As an example, assume that we are building a decentralized SQL database that should support an indexed access to data. Complex queries such as the one listed below often require traversal of multiple indices, which are often implemented as B-trees.
SELECT DATE(ts) AS date, AVG(gas_price * gas_used) AS tx_cost FROM transactions tx WHERE tx.to IN (SELECT address FROM contracts WHERE name = ’CryptoDolphins’) GROUP BY DATE(ts)
Example query to blockchain data.
To traverse a B-tree, we need to sequentially fetch its nodes that satisfy the query conditions. It is not possible to retrieve the required B-tree nodes all at once because the next node to fetch can be determined only by matching the parent B-tree node against the query. If an index is stored externally in a decentralized storage such as IPFS or Swarm, this means that multiple network roundtrips must be performed between the machine performing the computations and the data storage, which significantly increases latency.
Other algorithms, especially those requiring irregular access to data, could benefit from storing their data locally as well. However, data locality significantly increases the economic barrier to joining a real-time cluster because a worker willing to participate in the cluster has to download the current state first. Consequently, this motivates workers to remain in the cluster and thus cluster compositions do not change much over time.

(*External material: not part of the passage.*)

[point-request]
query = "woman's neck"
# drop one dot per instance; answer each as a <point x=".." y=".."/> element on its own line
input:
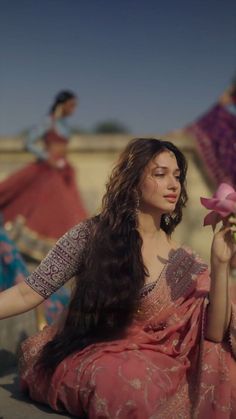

This means that malicious real-time workers in the cluster might form a cartel to produce incorrect results. Without batch validation, every node in the real-time cluster knows it will be verified only by its peers, which are known in advance because clusters are tightly connected. Consequently, malicious nodes can, for example, exploit the following strategy: use a special handshake to recognize other malicious nodes in the cluster and start producing incorrect results if they account for at least ⅔ of the total number of nodes (so they can reach BFT consensus without talking to the rest of the cluster); otherwise, work honestly. This strategy is virtually impossible to catch without external verification.
Furthermore, because real-time clusters are supposed to be small enough to be cost-efficient, the probability that malicious nodes will take over a cluster is significant. For example, for a network where 10% of all nodes are malicious, a real-time cluster that consists of 7 workers independently sampled from the network has approximately a 1.8 · 10−4 chance to have at least ⅔ malicious nodes.
To counteract this, the batch validation layer provides external verification. Nodes performing batch validation are chosen randomly, which means real-time nodes do not know beforehand which validator will be verifying them and thus cannot collude with the validator in advance.
Batch validation also decreases the probability that an intentional mistake made by a real-time cluster will never get noticed. Assume that in the same network where 10% of all nodes are malicious, we spun a real-time cluster of 4 workers and allocated a budget for 3 batch validations.
In this setup, a mistake can go unnoticed only if malicious actors comprise at least ⅔ of the real-time workers and all of the batch validators that verified the transaction history. The chance of this happening is ≈ 3.7 · 10−6, which is two orders of magnitude less than in the case where the entire budget was spent on the real-time cluster only.
We also expect that in the presence of batch validators, the fraction of malicious nodes in the network will drop significantly below 10%, because every time a malicious action is caught, the node that performed it loses its deposit and thus leaves the network.